In a demonstration of the fact that the family behind Paris-based design house, Hermès, are tightening the reigns, Axel Dumas, a sixth generation member of the Hermès family, officially stepped in as CEO last month, succeeding Patrick Thomas, the first and only outsider to ever run the company. According to a recent piece by the Wall Street Journal, “Mr. Dumas and his cousins have stepped into the breach in response to LVMH Moët Hennessy Louis Vuitton building up a 23% stake. The family pooled 50% of the company’s capital in a trust to keep it out of the hands of the luxury juggernaut. But LVMH hasn’t signaled any intention of backing down.” And Hermès certainly is not pleased.

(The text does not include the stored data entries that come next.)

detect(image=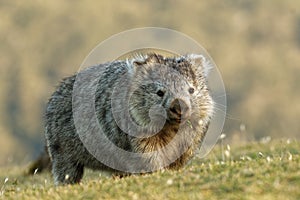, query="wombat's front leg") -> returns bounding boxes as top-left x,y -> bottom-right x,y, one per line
51,156 -> 84,185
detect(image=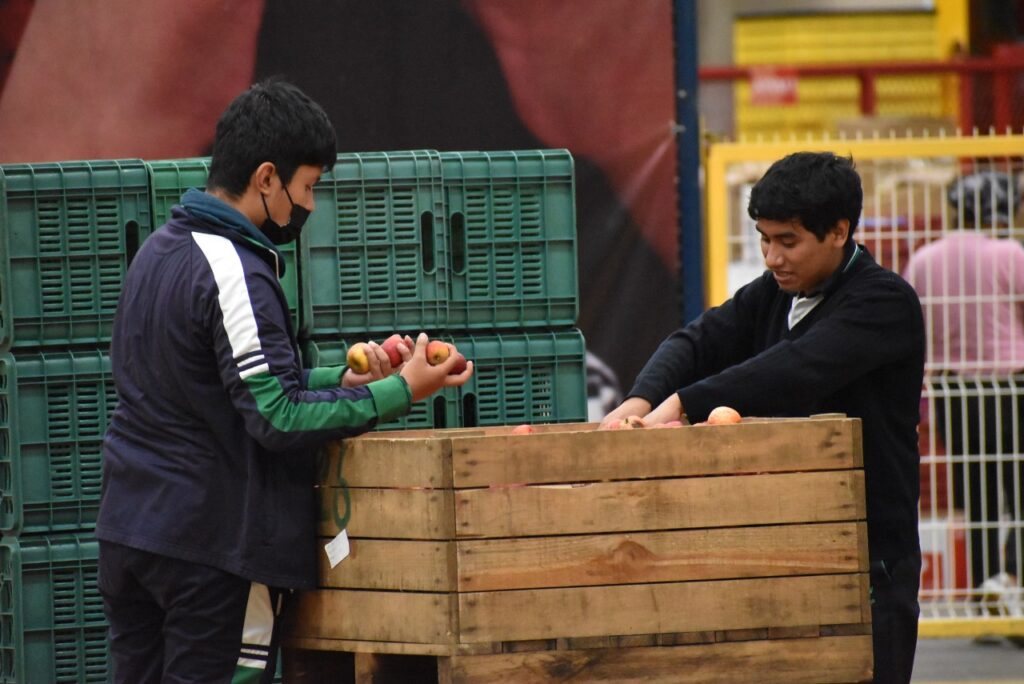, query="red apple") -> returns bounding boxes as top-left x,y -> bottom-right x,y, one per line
346,342 -> 371,374
707,406 -> 742,425
425,340 -> 450,365
446,344 -> 468,374
511,424 -> 534,435
380,334 -> 404,367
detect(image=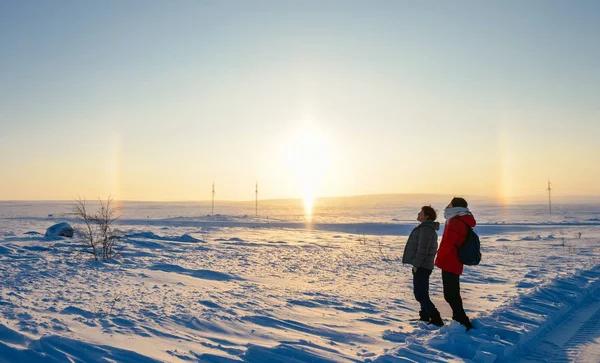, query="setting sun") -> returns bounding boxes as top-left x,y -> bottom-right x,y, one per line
285,123 -> 330,221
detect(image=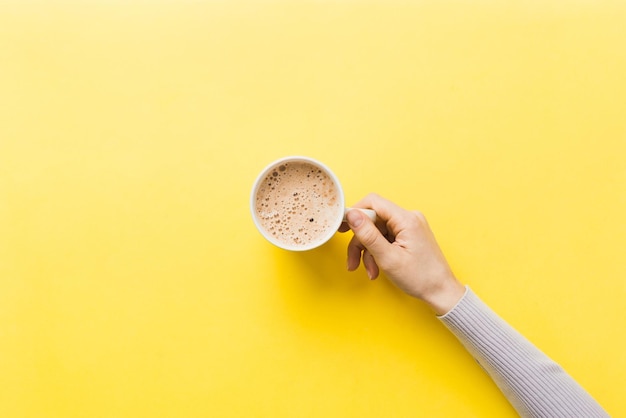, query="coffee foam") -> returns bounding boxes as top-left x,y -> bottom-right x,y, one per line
255,161 -> 342,248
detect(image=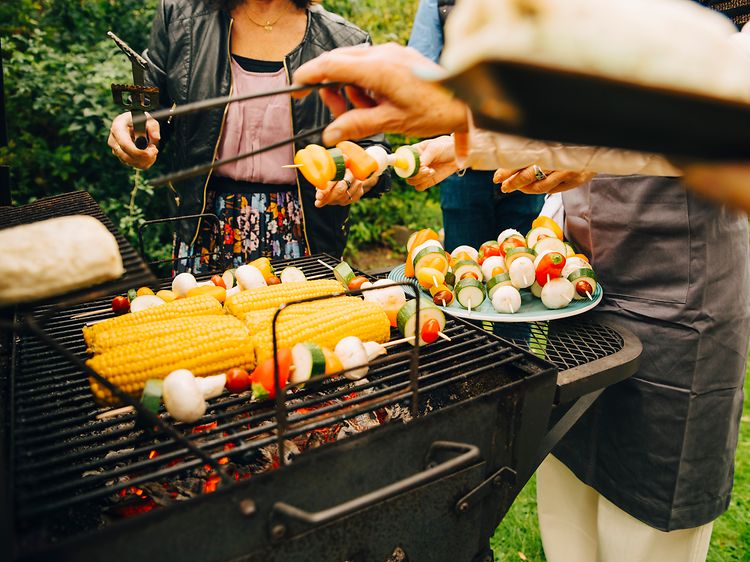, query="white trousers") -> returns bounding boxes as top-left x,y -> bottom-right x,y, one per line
536,455 -> 714,562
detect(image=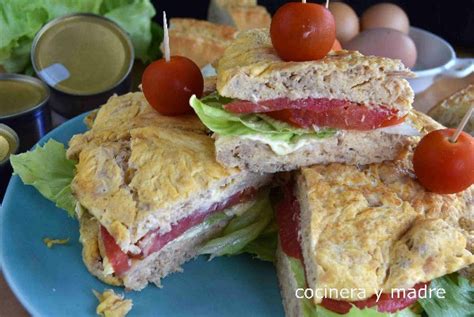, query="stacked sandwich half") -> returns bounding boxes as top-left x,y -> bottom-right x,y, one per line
66,92 -> 272,290
192,29 -> 474,316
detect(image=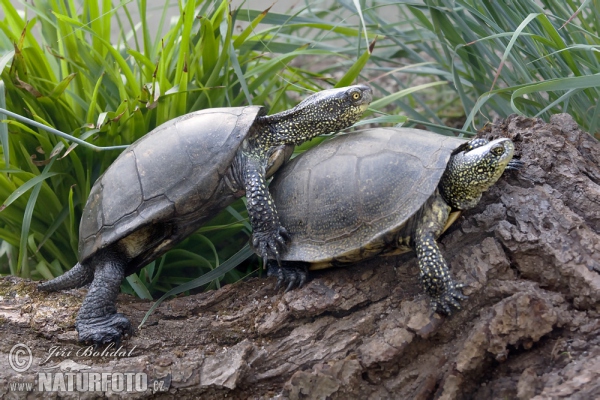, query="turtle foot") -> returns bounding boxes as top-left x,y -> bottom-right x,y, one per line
267,261 -> 308,292
76,313 -> 133,345
252,225 -> 290,262
429,282 -> 468,316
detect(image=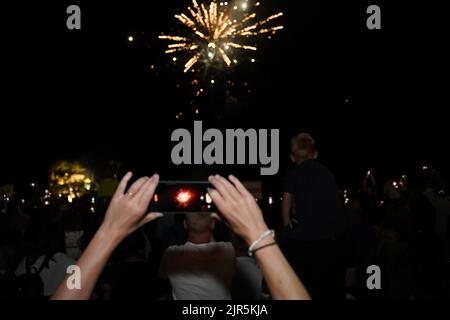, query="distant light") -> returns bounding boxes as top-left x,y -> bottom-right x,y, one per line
153,194 -> 159,202
200,195 -> 205,201
205,193 -> 212,204
195,108 -> 199,114
241,3 -> 248,10
211,79 -> 215,84
268,197 -> 273,205
251,58 -> 255,63
208,51 -> 215,59
128,36 -> 134,42
233,6 -> 238,10
422,165 -> 428,170
233,59 -> 238,64
44,201 -> 50,206
150,65 -> 155,69
255,2 -> 260,6
172,57 -> 177,62
176,190 -> 192,205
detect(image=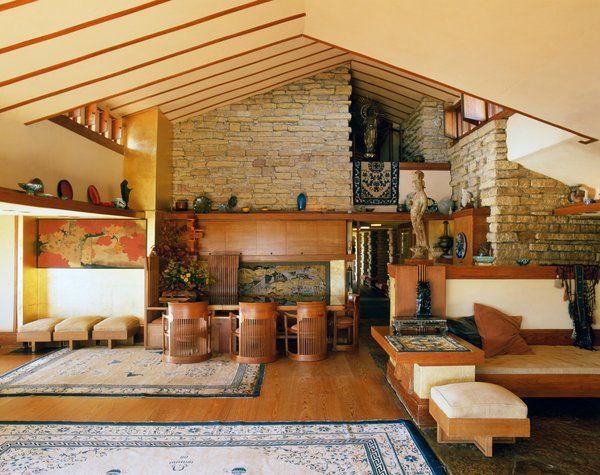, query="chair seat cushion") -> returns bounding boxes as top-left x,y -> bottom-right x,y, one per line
431,382 -> 528,419
93,316 -> 140,332
55,316 -> 105,333
19,318 -> 64,333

You may recall that in July 2012, the house filed a criminal complaint against LVMH in a Paris court, accusing the luxury conglomerate of insider trading, collusion and manipulating stock prices; to this, LVMH filed a complaint against Hermès for “blackmail, slander and unfair competition.” Add to the mix an AMF Sanctions investigation (which resulted in LVMH being slapped with a $10.4 million fine), and yet another increase in LVMH’s stake in Hermès, and you have an idea of the state of the relationship between the luxury rivals.
In the wake of ongoing drama between the luxury rivals, the Wall Street Journal’s Christina Passariello sat down with Dumas, who spoke about family unity and why price isn’t an indicator of exclusivity, but maybe most interestingly, how he plans to deal with the company’s unwanted shareholder. He initially told Passariello: “We are fighting to keep Hermès independent. It will be the fight of our generation”, certainly a nod to what has been largely characterized by as a takeover plan by LVMH. Although, LVMH Chairman Bernard Arnault has held that LVMH is a legitimate shareholder in Hermès and not planning a takeover. Here is an excerpt from the interview:
WSJ: Was LVMH’s entry into your capital due to the family being complacent?
Mr. Dumas: It surprised everyone. We are fighting to keep Hermès independent. It will be the fight of our generation. We are a company with 177 years of history. So we’ve seen struggle from time to time. We invested all our money in 1928 to open a store in New York, just before the Great Depression. It was 10 years of trauma for the family thanks to that.
WSJ: Now that you are the public face of the family, what kind of relationship will you have with LVMH?
Mr. Dumas: As a CEO, my role is to grow the company as much as possible, taking into account the global interest of all the shareholders.
WSJ: Including LVMH.
Mr. Dumas: The best benefit they can have is by realizing the capital gain on their shares.
WSJ: So you are encouraging them to sell?
Mr. Dumas: It would create great results that will increase their profit.